CausalRAG: Integrating Causal Graphs into Retrieval-Augmented Generation
Nengbo Wang, Xiaotian Han, Jagdip Singh, Jing Ma, Vipin Chaudhary
TL;DR
The paper addresses limitations of retrieval-augmented generation in knowledge-intensive tasks, where text chunking disrupts context and semantic similarity fails to capture causal relevance. It introduces CausalRAG, a framework that builds and traces causally grounded graphs over external knowledge to guide retrieval and grounding, thereby improving answer faithfulness, context recall, and context precision. Through experiments on OpenAlex-derived academic papers and a qualitative case study, CausalRAG outperforms regular RAG and graph-based RAG baselines, demonstrating that grounding retrieval in causal reasoning yields more accurate, interpretable, and less hallucination-prone responses. The work highlights the practical potential of integrating causal reasoning into RAG and outlines scalability and domain-adaptation directions for long-context knowledge-intensive tasks.
Abstract
Large language models (LLMs) have revolutionized natural language processing (NLP), particularly through Retrieval-Augmented Generation (RAG), which enhances LLM capabilities by integrating external knowledge.
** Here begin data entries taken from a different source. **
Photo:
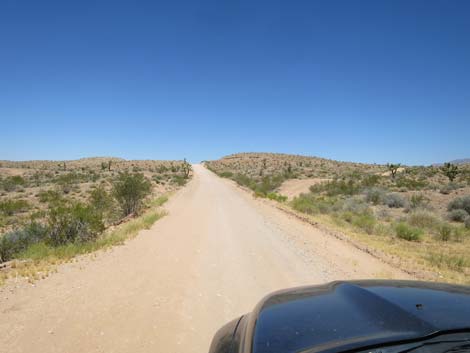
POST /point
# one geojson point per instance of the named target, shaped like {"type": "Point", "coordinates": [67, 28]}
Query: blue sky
{"type": "Point", "coordinates": [369, 81]}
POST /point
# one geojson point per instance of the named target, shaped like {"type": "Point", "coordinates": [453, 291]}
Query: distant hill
{"type": "Point", "coordinates": [461, 161]}
{"type": "Point", "coordinates": [456, 161]}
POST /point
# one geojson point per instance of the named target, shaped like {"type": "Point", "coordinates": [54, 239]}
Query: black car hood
{"type": "Point", "coordinates": [343, 316]}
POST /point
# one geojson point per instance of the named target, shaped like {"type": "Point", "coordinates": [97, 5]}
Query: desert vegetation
{"type": "Point", "coordinates": [62, 208]}
{"type": "Point", "coordinates": [418, 216]}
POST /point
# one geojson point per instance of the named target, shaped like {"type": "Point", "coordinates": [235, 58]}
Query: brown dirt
{"type": "Point", "coordinates": [168, 290]}
{"type": "Point", "coordinates": [294, 187]}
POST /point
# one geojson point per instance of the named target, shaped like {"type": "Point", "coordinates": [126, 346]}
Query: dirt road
{"type": "Point", "coordinates": [212, 258]}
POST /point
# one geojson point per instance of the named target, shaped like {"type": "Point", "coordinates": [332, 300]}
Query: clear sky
{"type": "Point", "coordinates": [369, 81]}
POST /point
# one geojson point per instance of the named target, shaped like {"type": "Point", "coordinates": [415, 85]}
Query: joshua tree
{"type": "Point", "coordinates": [450, 170]}
{"type": "Point", "coordinates": [393, 168]}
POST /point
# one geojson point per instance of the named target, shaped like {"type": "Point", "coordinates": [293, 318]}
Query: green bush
{"type": "Point", "coordinates": [418, 201]}
{"type": "Point", "coordinates": [276, 197]}
{"type": "Point", "coordinates": [179, 180]}
{"type": "Point", "coordinates": [11, 183]}
{"type": "Point", "coordinates": [68, 223]}
{"type": "Point", "coordinates": [375, 195]}
{"type": "Point", "coordinates": [411, 184]}
{"type": "Point", "coordinates": [130, 190]}
{"type": "Point", "coordinates": [226, 174]}
{"type": "Point", "coordinates": [394, 201]}
{"type": "Point", "coordinates": [460, 203]}
{"type": "Point", "coordinates": [447, 189]}
{"type": "Point", "coordinates": [365, 222]}
{"type": "Point", "coordinates": [11, 207]}
{"type": "Point", "coordinates": [423, 219]}
{"type": "Point", "coordinates": [445, 232]}
{"type": "Point", "coordinates": [454, 262]}
{"type": "Point", "coordinates": [17, 241]}
{"type": "Point", "coordinates": [337, 187]}
{"type": "Point", "coordinates": [102, 202]}
{"type": "Point", "coordinates": [467, 222]}
{"type": "Point", "coordinates": [371, 180]}
{"type": "Point", "coordinates": [407, 232]}
{"type": "Point", "coordinates": [49, 196]}
{"type": "Point", "coordinates": [354, 205]}
{"type": "Point", "coordinates": [310, 204]}
{"type": "Point", "coordinates": [458, 215]}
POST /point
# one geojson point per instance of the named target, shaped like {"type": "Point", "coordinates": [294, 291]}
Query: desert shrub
{"type": "Point", "coordinates": [102, 202]}
{"type": "Point", "coordinates": [11, 183]}
{"type": "Point", "coordinates": [354, 205]}
{"type": "Point", "coordinates": [337, 187]}
{"type": "Point", "coordinates": [371, 180]}
{"type": "Point", "coordinates": [410, 183]}
{"type": "Point", "coordinates": [418, 201]}
{"type": "Point", "coordinates": [16, 241]}
{"type": "Point", "coordinates": [445, 232]}
{"type": "Point", "coordinates": [365, 222]}
{"type": "Point", "coordinates": [394, 200]}
{"type": "Point", "coordinates": [458, 215]}
{"type": "Point", "coordinates": [276, 197]}
{"type": "Point", "coordinates": [179, 180]}
{"type": "Point", "coordinates": [448, 188]}
{"type": "Point", "coordinates": [129, 190]}
{"type": "Point", "coordinates": [375, 195]}
{"type": "Point", "coordinates": [454, 262]}
{"type": "Point", "coordinates": [68, 223]}
{"type": "Point", "coordinates": [404, 231]}
{"type": "Point", "coordinates": [467, 222]}
{"type": "Point", "coordinates": [310, 204]}
{"type": "Point", "coordinates": [460, 203]}
{"type": "Point", "coordinates": [244, 180]}
{"type": "Point", "coordinates": [423, 219]}
{"type": "Point", "coordinates": [268, 184]}
{"type": "Point", "coordinates": [226, 174]}
{"type": "Point", "coordinates": [49, 196]}
{"type": "Point", "coordinates": [11, 207]}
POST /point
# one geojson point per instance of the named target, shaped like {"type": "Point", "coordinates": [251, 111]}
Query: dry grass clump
{"type": "Point", "coordinates": [417, 214]}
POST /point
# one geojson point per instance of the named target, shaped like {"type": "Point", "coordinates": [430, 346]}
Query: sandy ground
{"type": "Point", "coordinates": [294, 187]}
{"type": "Point", "coordinates": [215, 255]}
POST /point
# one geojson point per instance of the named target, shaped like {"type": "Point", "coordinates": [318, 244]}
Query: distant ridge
{"type": "Point", "coordinates": [461, 161]}
{"type": "Point", "coordinates": [456, 161]}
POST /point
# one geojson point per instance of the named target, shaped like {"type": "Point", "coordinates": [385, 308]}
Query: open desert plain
{"type": "Point", "coordinates": [218, 246]}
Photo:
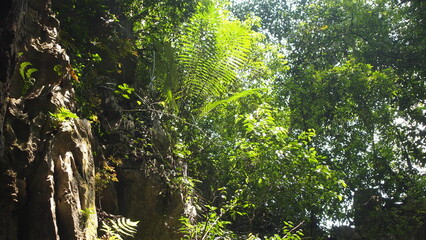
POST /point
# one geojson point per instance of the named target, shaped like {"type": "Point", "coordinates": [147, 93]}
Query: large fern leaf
{"type": "Point", "coordinates": [120, 227]}
{"type": "Point", "coordinates": [212, 49]}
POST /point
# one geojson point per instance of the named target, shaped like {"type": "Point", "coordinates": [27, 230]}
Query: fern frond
{"type": "Point", "coordinates": [209, 53]}
{"type": "Point", "coordinates": [120, 227]}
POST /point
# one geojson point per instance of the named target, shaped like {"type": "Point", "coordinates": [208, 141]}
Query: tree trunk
{"type": "Point", "coordinates": [47, 167]}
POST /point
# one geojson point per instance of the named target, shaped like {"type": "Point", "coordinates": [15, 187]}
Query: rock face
{"type": "Point", "coordinates": [47, 167]}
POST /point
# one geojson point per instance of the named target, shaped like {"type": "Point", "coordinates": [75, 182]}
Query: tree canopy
{"type": "Point", "coordinates": [274, 112]}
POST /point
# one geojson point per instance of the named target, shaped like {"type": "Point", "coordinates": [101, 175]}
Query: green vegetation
{"type": "Point", "coordinates": [264, 113]}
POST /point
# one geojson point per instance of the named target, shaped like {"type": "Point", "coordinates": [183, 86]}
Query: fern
{"type": "Point", "coordinates": [212, 49]}
{"type": "Point", "coordinates": [119, 228]}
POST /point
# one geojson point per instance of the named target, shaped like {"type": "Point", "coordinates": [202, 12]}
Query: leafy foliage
{"type": "Point", "coordinates": [118, 228]}
{"type": "Point", "coordinates": [63, 114]}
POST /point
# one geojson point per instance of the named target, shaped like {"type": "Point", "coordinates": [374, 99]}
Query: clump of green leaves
{"type": "Point", "coordinates": [124, 90]}
{"type": "Point", "coordinates": [26, 72]}
{"type": "Point", "coordinates": [119, 228]}
{"type": "Point", "coordinates": [107, 173]}
{"type": "Point", "coordinates": [63, 114]}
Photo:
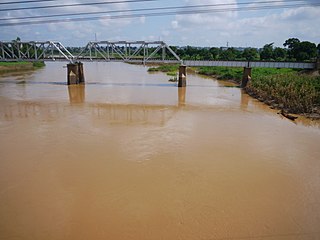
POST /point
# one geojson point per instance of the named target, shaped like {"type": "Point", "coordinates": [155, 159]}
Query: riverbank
{"type": "Point", "coordinates": [6, 67]}
{"type": "Point", "coordinates": [288, 90]}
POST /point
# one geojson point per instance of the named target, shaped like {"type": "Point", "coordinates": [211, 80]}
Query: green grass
{"type": "Point", "coordinates": [235, 73]}
{"type": "Point", "coordinates": [6, 67]}
{"type": "Point", "coordinates": [290, 90]}
{"type": "Point", "coordinates": [298, 93]}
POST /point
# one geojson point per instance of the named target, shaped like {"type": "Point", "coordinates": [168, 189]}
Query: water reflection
{"type": "Point", "coordinates": [76, 93]}
{"type": "Point", "coordinates": [182, 96]}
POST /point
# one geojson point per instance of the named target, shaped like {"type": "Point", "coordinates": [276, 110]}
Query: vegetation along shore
{"type": "Point", "coordinates": [289, 90]}
{"type": "Point", "coordinates": [6, 67]}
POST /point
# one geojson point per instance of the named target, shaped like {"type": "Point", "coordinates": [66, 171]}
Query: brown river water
{"type": "Point", "coordinates": [131, 156]}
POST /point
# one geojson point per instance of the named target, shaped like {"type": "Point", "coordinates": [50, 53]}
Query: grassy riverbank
{"type": "Point", "coordinates": [6, 67]}
{"type": "Point", "coordinates": [294, 93]}
{"type": "Point", "coordinates": [284, 89]}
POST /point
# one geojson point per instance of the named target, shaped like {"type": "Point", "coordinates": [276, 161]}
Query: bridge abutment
{"type": "Point", "coordinates": [246, 76]}
{"type": "Point", "coordinates": [182, 81]}
{"type": "Point", "coordinates": [75, 74]}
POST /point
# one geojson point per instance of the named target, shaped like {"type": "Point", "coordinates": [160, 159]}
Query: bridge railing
{"type": "Point", "coordinates": [264, 64]}
{"type": "Point", "coordinates": [127, 51]}
{"type": "Point", "coordinates": [18, 51]}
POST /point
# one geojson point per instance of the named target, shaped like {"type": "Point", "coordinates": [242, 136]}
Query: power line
{"type": "Point", "coordinates": [157, 14]}
{"type": "Point", "coordinates": [75, 4]}
{"type": "Point", "coordinates": [144, 9]}
{"type": "Point", "coordinates": [28, 1]}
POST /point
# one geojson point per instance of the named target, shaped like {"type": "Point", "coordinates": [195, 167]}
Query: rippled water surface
{"type": "Point", "coordinates": [131, 156]}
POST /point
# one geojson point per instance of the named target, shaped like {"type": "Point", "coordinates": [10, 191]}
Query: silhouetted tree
{"type": "Point", "coordinates": [267, 52]}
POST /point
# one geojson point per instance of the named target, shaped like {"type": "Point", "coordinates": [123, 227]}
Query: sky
{"type": "Point", "coordinates": [253, 28]}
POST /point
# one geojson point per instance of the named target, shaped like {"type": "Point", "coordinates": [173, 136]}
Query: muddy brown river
{"type": "Point", "coordinates": [130, 156]}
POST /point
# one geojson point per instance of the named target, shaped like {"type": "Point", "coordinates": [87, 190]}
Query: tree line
{"type": "Point", "coordinates": [293, 50]}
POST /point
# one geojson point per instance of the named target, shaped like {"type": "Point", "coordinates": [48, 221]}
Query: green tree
{"type": "Point", "coordinates": [279, 54]}
{"type": "Point", "coordinates": [250, 54]}
{"type": "Point", "coordinates": [229, 54]}
{"type": "Point", "coordinates": [306, 51]}
{"type": "Point", "coordinates": [214, 52]}
{"type": "Point", "coordinates": [267, 52]}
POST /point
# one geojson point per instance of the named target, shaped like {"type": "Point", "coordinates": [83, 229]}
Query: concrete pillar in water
{"type": "Point", "coordinates": [182, 96]}
{"type": "Point", "coordinates": [317, 66]}
{"type": "Point", "coordinates": [182, 76]}
{"type": "Point", "coordinates": [75, 73]}
{"type": "Point", "coordinates": [76, 93]}
{"type": "Point", "coordinates": [246, 76]}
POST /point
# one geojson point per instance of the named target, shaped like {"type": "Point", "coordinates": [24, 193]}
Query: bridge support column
{"type": "Point", "coordinates": [75, 73]}
{"type": "Point", "coordinates": [182, 76]}
{"type": "Point", "coordinates": [317, 67]}
{"type": "Point", "coordinates": [246, 76]}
However, traditional RAG systems face critical limitations, including disrupted contextual integrity due to text chunking, and over-reliance on semantic similarity for retrieval. To address these issues, we propose CausalRAG, a novel framework that incorporates causal graphs into the retrieval process. By constructing and tracing causal relationships, CausalRAG preserves contextual continuity and improves retrieval precision, leading to more accurate and interpretable responses. We evaluate CausalRAG against regular RAG and graph-based RAG approaches, demonstrating its superiority across several metrics. Our findings suggest that grounding retrieval in causal reasoning provides a promising approach to knowledge-intensive tasks.